Tesla Posted a Profit in 2020 But Lost Money?
If you don’t look very deep, it would look like Tesla did pretty good in 2020. It delivered a total of 499,500 cars and posted a net income of $721 million. That’s pretty good for Tesla, right? Well, it would be, except that Tesla also received $1.6 billion in regulatory credits, and that’s how it managed to post a profit. Without the $1.6 billion in regulatory credits, Tesla would have posted a loss to the tun of $879 million. The biggest bit here is that Tesla can’t sustain itself like this very long. As established by Gordon Johnson of GLJ Research to CNN Business,
“These guys are losing money selling cars. They are making money selling credits, and the credits are going away.”
The math is very simple.

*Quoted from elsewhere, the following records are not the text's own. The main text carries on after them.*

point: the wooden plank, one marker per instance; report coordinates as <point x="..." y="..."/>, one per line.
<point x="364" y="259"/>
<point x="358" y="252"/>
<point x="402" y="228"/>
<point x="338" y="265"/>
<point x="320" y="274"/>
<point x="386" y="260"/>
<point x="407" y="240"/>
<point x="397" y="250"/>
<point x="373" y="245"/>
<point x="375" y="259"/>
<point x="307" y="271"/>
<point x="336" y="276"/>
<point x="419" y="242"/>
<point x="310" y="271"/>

Take Tesla’s net income of $721 million and subtract the $1.6 billion in regulatory credits. You’re left with a deficit of $879 million. Divide that by the number of cars tesla sold, and you come up to a total loss of $1,759 per car. Of course, certain cars will lose more than others, but this is an average across the board for the Model S, Model X, Model 3, and Model Y. The Cybertruck, Roadster, or Semi don’t’ count as there were zero deliveries made.
On that note, Tesla is apparently aware of the problem. While it doesn’t look good in the long run, Tesla’s CFO, Zachary Kirkhorn, admits that this business model may continue for a “handful of additional quarters” or it may not. Either way, it’s supposedly not a part of Tesla’s long-term business plan:
“This is always an area that's extremely difficult for us to forecast. In the long term, regulatory credit sales will not be a material part of the business, and we don't plan the business around that. It's possible that for a handful of additional quarters, it remains strong. It's also possible that it's not.”
So this raises one very big question – if Tesla isn’t going to depend on the regulatory credits for much longer, how can the current business model keep the company afloat? For those uneducated in the inner workings or automotive finance like myself, it doesn’t look like it can. I’m sure there’s some magic to be made behind the scenes, but somehow Tesla will have to not only make up that $1,759 loss per car but also flip that number to actually make a profit. Otherwise, Tesla isn’t going to be around very long.